Maryam Alkhawaja, the most well-known of the human rights activists in Bahrain, fighting for the democratic reform of the absolute monarchy led by King Hamad bin Isa Al Khalifa, condemned in a BBC interview the normalization of relations between Bahrain and Israel announced by the Trump administration last week.
“The Bahraini people have always been very publicly in support of the Palestinian people. And we’re seeing this reaction again today. I think a lot of the outrage is because the people of Bahrain were not expecting the Bahraini regime [the monarchy] to go to the point of making this deal against the will of the Bahraini people,” she said.
“Nothing about this deal has anything to do [with] the well-being or the protection of the Bahraini people. The Bahraini people are not a free people, Bahrain is not a free country,” she stressed. “People don’t have the right to have opinions or to express those opinion. We’ve seen time and time again people prosecuted, tortured and imprisoned just for expressing their opinions … This is a decision made by the government and has nothing to do with the Bahraini people.”
Alkhawaja’s thoughts have enjoyed wide support on social media. On Friday and Saturday, hundreds of Bahrainis criticized and expressed their opposition to the agreement between Manama and Tel Aviv that follows the normalization of relations between Israel and the UAE announced a month ago by the same Donald Trump, and which is set to be formalized on September 15 with a signing ceremony at the White House. On Twitter, the hashtags #Bahrainis_Against_Normalization and #Normalization_Is_Betrayal have been trending.
This is a very different climate from the one that had accompanied the agreement between Abu Dhabi and Tel Aviv, when many in the Emirates had praised the decision taken by Crown Prince Mohammed bin Zayed al Nayaf and had condemned the Palestinians’ rejection of this normalization, often in aggressive tones.
Iran’s opposition to the agreement between Manana and Tel Aviv was expected: “The rulers of Bahrain will henceforth be complicit in the crimes of the Zionist regime [in Israel],” was Tehran’s official comment. The Palestinian National Authority reacted in similar terms, withdrawing its ambassador to Manama, and the Islamic Hamas movement spoke of another “stab in the back” by an Arab state.

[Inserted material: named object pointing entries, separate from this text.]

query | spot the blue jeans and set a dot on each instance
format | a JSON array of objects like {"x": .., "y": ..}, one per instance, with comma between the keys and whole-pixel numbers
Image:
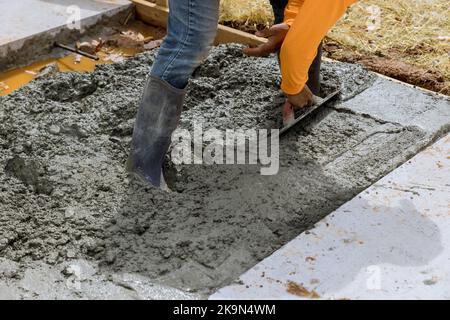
[{"x": 191, "y": 30}]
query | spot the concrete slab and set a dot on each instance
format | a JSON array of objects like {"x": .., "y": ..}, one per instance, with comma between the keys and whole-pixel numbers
[
  {"x": 390, "y": 242},
  {"x": 78, "y": 279},
  {"x": 33, "y": 25}
]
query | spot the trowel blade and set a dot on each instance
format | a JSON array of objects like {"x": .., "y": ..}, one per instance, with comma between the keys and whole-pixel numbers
[{"x": 307, "y": 111}]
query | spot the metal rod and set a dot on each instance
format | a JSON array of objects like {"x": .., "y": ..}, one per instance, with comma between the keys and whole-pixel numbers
[{"x": 75, "y": 50}]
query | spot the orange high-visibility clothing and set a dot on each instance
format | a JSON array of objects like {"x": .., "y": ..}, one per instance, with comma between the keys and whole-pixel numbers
[{"x": 310, "y": 20}]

But the negative reaction of a large part of the Bahraini population has been stronger than all expectations. This can also be explained in the context of the political and social conflict in Bahrain, where the Shiite opposition and civil society have been victims of repression and abuse for decades. This repression intensified in 2011 during the Bahraini Arab Spring, snuffed out with great bloodshed in Pearl Square. In the nine years since, top political leaders have been imprisoned, including the socialist Ebrahim Sharif and some of the leading human rights defenders, such as Nabeel Rajab, convicted for allegedly “subversive” tweets and posts on social media, who was only recently released from prison.
The movement for democracy in Bahrain has a long history, but has not produced tangible results. After 2011, the media, human rights groups and opposition parties were given some limited freedom to dissent. Then, in 2016, under the pretext of an alleged attempt by Iran to manipulate the popular protests going on in the country, the monarchy dispelled any remaining hope of change and closed down Wasat, the only independent newspaper. The regime cracked down on moderates and radicals alike, and death sentences against “terrorists” were carried out.

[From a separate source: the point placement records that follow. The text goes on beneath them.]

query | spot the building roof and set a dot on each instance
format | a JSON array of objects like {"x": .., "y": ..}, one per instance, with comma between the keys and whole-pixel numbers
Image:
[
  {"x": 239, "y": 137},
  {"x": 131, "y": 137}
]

The repeated denunciations by Amnesty, HRW and the regional human rights centers have not produced results. King Hamad remains firmly in charge, also thanks to the alliance he maintains with the United States and the UK—whose warships and military bases he hosts—and ties with other Sunni states, particularly Saudi Arabia and the Emirates.
Saturday, in response to the social campaign against normalization, Hanan Ashrawi, member of the PLO Executive Committee, thanked the people of Bahrain on behalf of the Palestinians. But the Palestinian leaders must admit their own mistakes. In recent years, they have been privileging the relationships with the wealthy kings and princes of the Gulf, to ensure generous funding for the Palestinian National Authority (PNA) run by President Mahmoud Abbas, and have turned a blind eye to the struggles waged by the people of those kingdoms, starting with Bahrain.
The Palestinian political scientist Diana Buttu has called for a profound rethinking of the type of relations established over the years with the Arab states: “One should privilege relations with the peoples and civil societies,” she tells us, “and elections should be held for the revival of the PLO, so that the Palestinians, both within and outside [the Occupied Territories], can decide on the destiny of the PLO and the political strategies to be followed towards conquering freedom and putting an end to the Israeli military occupation.”